Elsewhere yesterday, E-II Holdings Inc. announced plans to file a pre-planned Chapter 11 petition and reorganization within 30 days.
A company release says E-II has reached agreement in principal with an ad hoc committee of holders of its 12.85% senior subordinated notes due 1997 and 13.05% subordinated debentures due 1999 and some other debt holders on a sweeping recapitalization of the company. The release says the company had always expected that a prearranged plan would be the end step its restructuring process.
E-II is the parent of Samsonite Corp., Culligan International Co., and McGregor Corp. The operating subsidiaries will not file for Chapter 11 protection and their operations should continue unaffected.
"The subsidiaries have no responsibility for the debt of E-II and have always been separated from the restructuring," the company's release says.
Under the plan, note and debenture holders would receive cash, debt and nearly all of the company's equity. The company would maintain full ownership of its independent operating subsidiaries, including Samsonite, Culligan, McGregor, and Pet Specialties.
In secondary trading yesterday, high-grade bond prices moved up about 3/8 point, while high-yield bonds gained about 1/4, traders said.

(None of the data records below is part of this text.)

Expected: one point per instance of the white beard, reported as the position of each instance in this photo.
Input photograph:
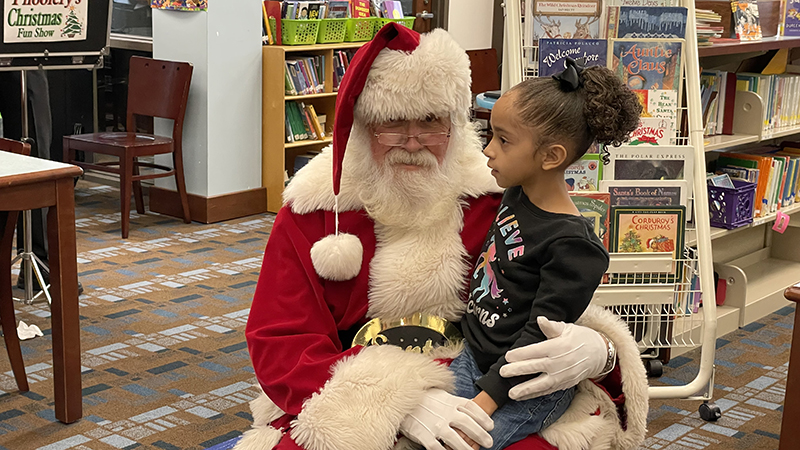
(407, 199)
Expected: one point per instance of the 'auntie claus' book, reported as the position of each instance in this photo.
(647, 64)
(553, 53)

Bellsouth Telecomm issued $250 million of 8.250% debentures due 2032. Noncallable for 10 years, the bonds were priced at 99 to yield 8.336% or 54 basis points over comparable Treasuries. Both Moody's Investors Service and Standard & Poor's Corp. assigned Triple-A ratings. Goldman, Sachs & Co. lead managed the offering.
First Bank System issued $125 million of 8% subordinated notes due 2004. The noncallable notes were priced at 99.832 to yield 8.022% or 85 basis points over comparable Treasuries. Moody's rates the offering Baal, while Standard & Poor's rates it BBB-plus. J.P. Morgan Securities Inc. lead managed the offering.

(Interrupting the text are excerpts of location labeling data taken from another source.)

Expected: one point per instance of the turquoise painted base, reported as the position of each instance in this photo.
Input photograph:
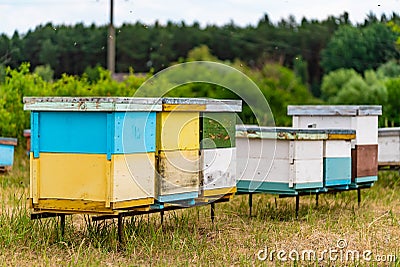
(337, 171)
(183, 203)
(6, 155)
(246, 186)
(366, 179)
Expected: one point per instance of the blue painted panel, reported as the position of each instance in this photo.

Federal Home Loan Banks issued $130 million of 6.48% notes due 1997 at par. Noncallable for a year, the notes were priced to yield 14 basis points over comparable Treasuries. Goldman, Sachs & Co. sole managed the offering.

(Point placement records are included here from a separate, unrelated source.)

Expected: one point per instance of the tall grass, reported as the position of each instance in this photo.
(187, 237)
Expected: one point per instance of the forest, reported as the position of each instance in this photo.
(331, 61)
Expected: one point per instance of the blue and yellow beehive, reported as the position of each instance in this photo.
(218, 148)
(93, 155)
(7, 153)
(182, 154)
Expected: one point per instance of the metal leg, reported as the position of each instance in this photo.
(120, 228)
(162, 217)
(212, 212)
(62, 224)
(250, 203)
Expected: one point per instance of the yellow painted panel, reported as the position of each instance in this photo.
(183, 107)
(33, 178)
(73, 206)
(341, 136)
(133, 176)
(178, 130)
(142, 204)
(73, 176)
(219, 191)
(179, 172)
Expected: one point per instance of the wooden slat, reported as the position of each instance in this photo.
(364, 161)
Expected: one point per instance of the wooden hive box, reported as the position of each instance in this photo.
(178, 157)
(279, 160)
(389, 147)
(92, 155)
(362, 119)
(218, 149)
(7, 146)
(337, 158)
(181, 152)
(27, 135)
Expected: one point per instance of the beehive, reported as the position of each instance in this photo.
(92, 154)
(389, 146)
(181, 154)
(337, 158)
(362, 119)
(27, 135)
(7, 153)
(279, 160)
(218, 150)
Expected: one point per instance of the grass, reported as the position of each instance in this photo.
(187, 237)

Federal Home Loan Banks issued $110 million of 5.44% notes due 1995 at par. Noncallable for a year, the notes were priced to yield eight basis points over comparable Treasuries. Merrill Lynch managed the offering.
Federal Home Loan Banks issued $100 million of 5.50% step-up notes due 1997 at par. The notes were priced to yield 60 basis points over when-issued two-year Treasuries. They are noncallable for two years. After that, the coupon increases to 7-1/8%. Lehman Brothers managed the offering.
Federal Home Loan Banks issued $90 million of 5.40% noted due 1995 at par. The noncallable notes were priced to yield four basis points over comparable Treasuries. Goldman Sachs sole managed the offering.
Duff & Phelps Credit Rating Co. has put Commonwealth Edison Co.'s securities on Rating Watch-Unfavorable, a rating agency release says.
The listing affects Commonwealth Edison's first mortgage bonds and collateralized pollution control revenue bonds rated A-minus; debentures, notes, and non-collateralized pollution control revenue bonds and preferred stock rated BBB-plus; preference stock rated BBB; and commercial paper rated Duff 1-minus.
Duff & Phelps has given an A-minus to the first mortgage bonds and a BBB-plus rating to the unsecured notes that make up Commonwealth Edison's new shelf registration totaling $900 million.
"The rating action follows an unexpectedly very negative interim order by the Illinois Commerce Commission addressing several issues left open by the state Supreme Court's remand of the March 1991 rate decision. The interim order, approved by the ICC [Wednesday], is completely contrary to the March 1991 rate order," Duff & Phelps' release says.